Some systems using older time zone libraries fail to apply daylight-savings corrections to dates before 1970, causing pre-1970 PDT times to be displayed in PST instead. This will result in localized differences in the test results.
Some of the queries in the "timestamp" test will fail if you run the test on the day of a daylight-savings time changeover, or the day before or after one. These queries assume that the intervals between midnight yesterday, midnight today and midnight tomorrow are exactly twenty-four hours -- which is wrong if daylight-savings time went into or out of effect meanwhile.
Some of the tests involve computing 64-bit (double precision) numbers from table columns. Differences in results involving mathematical functions of double precision columns have been observed. The float8 and geometry tests are particularly prone to small differences across platforms, or even with different compiler optimization options. Human eyeball comparison is needed to determine the real significance of these differences which are usually 10 places to the right of the decimal point.
Some systems signal errors from pow() and exp() differently from the mechanism expected by the current PostgreSQL code.
Several of the tests involve operations on geographic data about the Oakland/Berkeley, CA street map. The map data is expressed as polygons whose vertices are represented as pairs of double precision numbers (decimal latitude and longitude). Initially, some tables are created and loaded with geographic data, then some views are created that join two tables using the polygon intersection operator (##), then a select is done on the view.

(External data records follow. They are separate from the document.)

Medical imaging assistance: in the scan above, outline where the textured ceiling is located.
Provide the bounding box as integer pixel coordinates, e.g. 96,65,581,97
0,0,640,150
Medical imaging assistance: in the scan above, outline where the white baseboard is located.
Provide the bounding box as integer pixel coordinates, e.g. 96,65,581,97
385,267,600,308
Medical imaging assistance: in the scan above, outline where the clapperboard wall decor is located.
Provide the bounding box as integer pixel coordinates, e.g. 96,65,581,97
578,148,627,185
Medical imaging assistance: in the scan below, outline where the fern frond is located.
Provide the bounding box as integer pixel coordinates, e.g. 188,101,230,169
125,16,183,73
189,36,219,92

When comparing the results from different platforms, differences occur in the 2nd or 3rd place to the right of the decimal point. The SQL statements where these problems occur are the following:
SELECT * from street; SELECT * from iexit;
You might see differences in which the same tuples are output in a different order than what appears in the expected file. In most cases this is not, strictly speaking, a bug. Most of the regression test scripts are not so pedantic as to use an ORDER BY for every single SELECT, and so their result tuple orderings are not well-defined according to the letter of the SQL spec. In practice, since we are looking at the same queries being executed on the same data by the same software, we usually get the same result ordering on all platforms, and so the lack of ORDER BY isn't a problem. Some queries do exhibit cross-platform ordering differences, however. (Ordering differences can also be triggered by non-C locale settings.)
Therefore, if you see an ordering difference, it's not something to worry about, unless the query does have an ORDER BY that your result is violating. But please report it anyway, so that we can add an ORDER BY to that particular query and thereby eliminate the bogus "failure" in future releases.
You might wonder why we don't ORDER all the regress test SELECTs to get rid of this issue once and for all. The reason is that that would make the regression tests less useful, not more, since they'd tend to exercise query plan types that produce ordered results to the exclusion of those that don't.
There is at least one case in the "random" test script that is intended to produce random results. This causes random to fail the regression test once in a while (perhaps once in every five to ten trials). Typing
diff results/random.out expected/random.outshould produce only one or a few lines of differences. You need not worry unless the random test always fails in repeated attempts. (On the other hand, if the random test is never reported to fail even in many trials of the regress tests, you probably should worry.)